Additional authoring commands:

guardmesh lint <example-dir>
guardmesh test-pack <example-dir>

lint highlights policy-pack quality issues such as duplicate rule ids, overly broad rules, or shadowed rules. test-pack compares the evaluated output to decision.expected.json, which makes example packs executable documentation.

schema-check runs optional runtime validation against the shipped JSON schemas for policy, request, and decision artifacts.

Exit codes:

  • 0 means success.
  • 1 means validation, lint, schema, or usage failure.
  • 2 means the evaluated action did not produce an allow result or an expectation test failed.

Repository layout

docs/       product and design documentation
examples/   example policy packs
schemas/    JSON schemas for policy, request, and decision artifacts
src/        parsers, validation, evaluation, explanation, and CLI

Artifact model

GuardMesh alpha uses three artifacts:

  • policy.yaml defines allowed subject, action, and resource domains plus decision rules.
  • request.json describes the bounded action request being evaluated.
  • decision output JSON captures the chosen decision, matched rules, approval status, and validation issues.
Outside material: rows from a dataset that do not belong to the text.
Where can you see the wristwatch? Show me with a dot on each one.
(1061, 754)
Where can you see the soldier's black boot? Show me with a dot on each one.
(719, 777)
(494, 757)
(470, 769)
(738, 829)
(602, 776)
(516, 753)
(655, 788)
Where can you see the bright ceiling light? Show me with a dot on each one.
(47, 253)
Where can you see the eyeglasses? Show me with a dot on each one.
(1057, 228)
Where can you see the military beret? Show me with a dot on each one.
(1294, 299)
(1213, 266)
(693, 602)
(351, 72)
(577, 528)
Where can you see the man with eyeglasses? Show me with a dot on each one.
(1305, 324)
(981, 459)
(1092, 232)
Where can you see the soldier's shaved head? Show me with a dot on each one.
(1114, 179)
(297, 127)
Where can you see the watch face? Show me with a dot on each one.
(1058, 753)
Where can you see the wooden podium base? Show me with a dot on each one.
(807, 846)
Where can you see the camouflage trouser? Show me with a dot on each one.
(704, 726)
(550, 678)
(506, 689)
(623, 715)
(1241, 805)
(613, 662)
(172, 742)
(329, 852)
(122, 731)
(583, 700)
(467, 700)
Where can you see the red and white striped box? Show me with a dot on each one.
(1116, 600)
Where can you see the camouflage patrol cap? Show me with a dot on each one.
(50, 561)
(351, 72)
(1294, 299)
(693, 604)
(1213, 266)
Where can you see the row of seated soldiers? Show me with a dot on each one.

The canonical request field is request_id. For developer convenience, the parser also accepts the legacy alias requestId.

Programmatic API

GuardMesh can also be embedded directly:

import { evaluateDirectory, lintDirectory, testPolicyPack } from "guardmesh";

const evaluation = evaluateDirectory("./examples/web-access-allow");
console.log(evaluation.decision.decision);

const lint = lintDirectory("./examples/web-access-allow");
const packTest = testPolicyPack("./examples/web-access-allow");

The initial runtime API stays deliberately small and file-based so integrations can start simple.

For longer-lived integrations, you can also instantiate PolicyEngine directly once you already have a policy and request object.
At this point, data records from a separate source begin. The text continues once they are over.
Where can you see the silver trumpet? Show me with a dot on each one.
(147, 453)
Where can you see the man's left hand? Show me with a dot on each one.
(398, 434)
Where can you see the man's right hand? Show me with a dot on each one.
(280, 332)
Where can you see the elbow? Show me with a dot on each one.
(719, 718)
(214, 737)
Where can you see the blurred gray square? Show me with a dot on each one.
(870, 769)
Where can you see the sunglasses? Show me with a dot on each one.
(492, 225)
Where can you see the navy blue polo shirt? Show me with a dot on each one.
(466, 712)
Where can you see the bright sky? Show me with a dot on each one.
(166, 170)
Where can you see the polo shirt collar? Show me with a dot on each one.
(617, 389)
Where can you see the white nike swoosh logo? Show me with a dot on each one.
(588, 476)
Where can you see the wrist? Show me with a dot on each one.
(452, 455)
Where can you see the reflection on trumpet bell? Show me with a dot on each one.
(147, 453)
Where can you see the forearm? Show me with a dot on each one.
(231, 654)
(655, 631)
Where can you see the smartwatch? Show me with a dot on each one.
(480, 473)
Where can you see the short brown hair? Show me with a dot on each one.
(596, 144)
If you want runtime schema checks in addition to code-driven validation, use schemaCheckDirectory or the individual schema validation helpers.

Policy composition

GuardMesh supports a minimal extends field in policy.yaml for file-based composition.

  • extends is resolved relative to the child policy file.
  • child scalar fields override parent fields
  • declared type arrays are merged and deduplicated
  • constraints are shallow-merged
  • parent rules are loaded before child rules

This keeps composition understandable while avoiding a larger bundle system in the alpha.

Ecosystem Fit

GuardMesh is one building block in a broader family of OSS components for reliable and governable agent systems.
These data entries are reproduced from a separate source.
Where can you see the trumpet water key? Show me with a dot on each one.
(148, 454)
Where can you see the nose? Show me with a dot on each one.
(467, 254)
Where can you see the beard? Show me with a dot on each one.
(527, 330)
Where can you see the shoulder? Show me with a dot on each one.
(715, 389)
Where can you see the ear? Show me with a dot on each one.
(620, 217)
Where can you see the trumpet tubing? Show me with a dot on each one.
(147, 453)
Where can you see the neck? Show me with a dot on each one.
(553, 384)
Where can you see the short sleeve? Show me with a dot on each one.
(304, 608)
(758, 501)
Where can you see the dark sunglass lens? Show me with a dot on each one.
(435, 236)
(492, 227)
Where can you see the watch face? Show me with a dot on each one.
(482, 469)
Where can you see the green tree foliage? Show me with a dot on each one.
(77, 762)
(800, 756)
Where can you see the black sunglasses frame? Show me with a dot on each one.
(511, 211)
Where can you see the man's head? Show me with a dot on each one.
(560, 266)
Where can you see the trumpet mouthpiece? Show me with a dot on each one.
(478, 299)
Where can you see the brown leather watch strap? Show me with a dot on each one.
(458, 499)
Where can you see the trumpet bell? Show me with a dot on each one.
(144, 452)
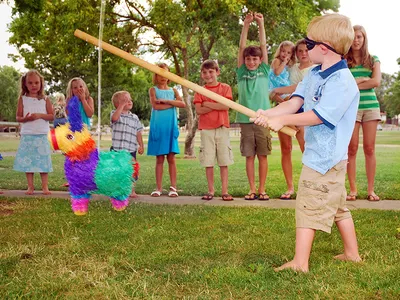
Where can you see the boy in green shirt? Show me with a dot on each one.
(252, 73)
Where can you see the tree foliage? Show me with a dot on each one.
(9, 87)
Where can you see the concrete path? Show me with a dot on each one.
(217, 201)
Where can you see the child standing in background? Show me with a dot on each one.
(164, 131)
(60, 116)
(77, 87)
(126, 128)
(214, 129)
(252, 74)
(284, 58)
(34, 111)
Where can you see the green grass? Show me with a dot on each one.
(191, 176)
(185, 252)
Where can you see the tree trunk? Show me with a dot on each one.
(191, 118)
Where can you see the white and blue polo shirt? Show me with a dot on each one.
(333, 96)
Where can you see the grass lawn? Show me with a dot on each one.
(191, 176)
(188, 252)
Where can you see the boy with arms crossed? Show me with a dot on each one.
(252, 74)
(330, 97)
(214, 129)
(126, 128)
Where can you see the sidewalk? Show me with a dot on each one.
(217, 201)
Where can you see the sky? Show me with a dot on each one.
(379, 18)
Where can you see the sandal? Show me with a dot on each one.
(172, 192)
(373, 198)
(250, 196)
(227, 197)
(263, 197)
(286, 196)
(155, 193)
(351, 197)
(207, 197)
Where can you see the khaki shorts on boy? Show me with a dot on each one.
(254, 140)
(368, 115)
(321, 199)
(215, 146)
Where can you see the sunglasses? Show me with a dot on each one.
(310, 44)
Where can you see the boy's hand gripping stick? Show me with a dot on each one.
(175, 78)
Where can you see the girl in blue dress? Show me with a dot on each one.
(283, 59)
(34, 111)
(164, 131)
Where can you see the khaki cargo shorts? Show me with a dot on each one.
(321, 199)
(368, 115)
(215, 147)
(254, 140)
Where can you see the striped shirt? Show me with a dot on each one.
(124, 132)
(368, 99)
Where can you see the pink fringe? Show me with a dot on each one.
(119, 205)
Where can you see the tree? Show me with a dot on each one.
(9, 87)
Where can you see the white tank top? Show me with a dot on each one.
(34, 105)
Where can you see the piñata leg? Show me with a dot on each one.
(80, 205)
(119, 204)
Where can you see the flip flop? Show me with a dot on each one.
(373, 198)
(207, 197)
(250, 196)
(155, 194)
(286, 196)
(227, 197)
(263, 197)
(172, 192)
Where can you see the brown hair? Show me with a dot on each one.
(292, 60)
(163, 66)
(252, 51)
(209, 64)
(24, 89)
(366, 59)
(69, 88)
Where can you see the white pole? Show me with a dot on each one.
(102, 6)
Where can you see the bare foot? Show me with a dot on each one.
(345, 257)
(29, 191)
(133, 195)
(293, 266)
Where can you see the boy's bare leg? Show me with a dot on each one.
(262, 172)
(45, 183)
(304, 240)
(31, 187)
(250, 172)
(224, 179)
(348, 233)
(210, 179)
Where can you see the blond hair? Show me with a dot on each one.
(24, 89)
(292, 60)
(334, 29)
(366, 59)
(162, 66)
(69, 88)
(116, 96)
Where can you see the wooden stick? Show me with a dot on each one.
(175, 78)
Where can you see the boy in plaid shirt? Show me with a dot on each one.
(126, 128)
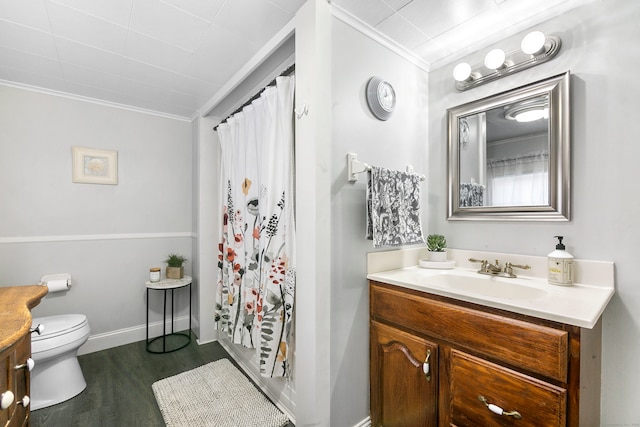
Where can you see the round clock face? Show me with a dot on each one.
(386, 96)
(381, 98)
  • SkillPulse focuses on skill reliability signals.
  • Agent Contracts focuses on delegated task structure.
  • CapToken focuses on bounded authorization.
  • TraceForge focuses on execution trace artifacts.
  • AgentEvalOps focuses on evaluation and failure-mode analysis.
  • GuardMesh focuses on portable policy decisions at action boundaries.

GuardMesh should complement those modules, not absorb their responsibilities.

Design principles

  • Keep the surface area narrow and easy to understand.
  • Prefer explicit decisions over implicit behavior.
  • Make the CLI the first real integration surface.
  • Leave room for future policy packs, adapters, and richer semantics without overengineering the alpha.